南が丘動物通信

猫の肥大型心筋症 09年12月15日

心筋症とは心筋自体に何らかの異常が生じ、全身が循環不全に陥る状態を指します。肥大型、拡張型、拘束型と呼ばれるタイプがあり、ネコで最も多いのが肥大型心筋症です。メインクーンなど一部の品種で遺伝性が強く疑われていますが、まだ結論に至っていません。
肥大型心筋症は、心筋が異常に厚くなるために左心室が著しく狭くなります。そのため心室に十分な血液を入れることができず、心臓が収縮しても全身に十分な血液を送り出すことができなくなり全身的な循環不全が起こります。また、心室に入りきらない血液は左心房、肺静脈、更に肺の毛細血管に停滞し、その結果左心房は拡張、肺の毛細血管からは血液の液体成分が浸み出し、肺水腫や胸水貯留を引き起こします。更に、心筋の肥大による僧帽弁周囲の変形によって弁が完全に閉じず血液が逆流する僧帽弁閉鎖不全を併発することもあります。僧帽弁閉鎖不全はうっ血をさらに悪化させます。また、動脈血栓塞栓症も重大な合併症です。血栓は左心房内に発生することが多く、血液の流れに乗って血管が細くなる部位(多くは大動脈から両後肢に分かれる部位)に詰まり、血液を遮断します。
症状は、急に元気がなくなる、突然口をあけて呼吸する、突然後肢に痛みを訴え麻痺がおこる、などがあります。
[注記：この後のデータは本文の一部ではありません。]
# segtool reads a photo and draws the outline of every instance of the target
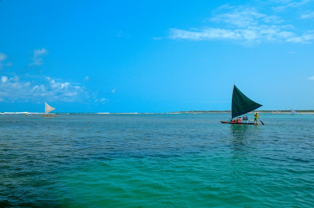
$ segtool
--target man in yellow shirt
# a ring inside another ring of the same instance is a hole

治療は、薬物による内科的療法および食事療法により行われます。状態によっては酸素療法、血栓摘出術なども行われます。しかし、こういった治療が成功するかは病気の進行程度によって大きく左右されます。早期に発見することができれば、投薬によって心筋が肥厚するのを遅らせたり、血栓を作りにくくすることができます。一方でうっ血が進行し、呼吸困難が重度であればその治療は大変難しいものになります。
本症は、症状が出始める頃にはかなり病気が進行した状態であることが多いため、早期発見が非常に重要になってきます。血液検査や聴診では多くの場合診断が困難であり、レントゲン検査や心エコー検査によって診断が可能です。健康診断の一環としてこれらの検査もとりれてみてはいかがでしょうか。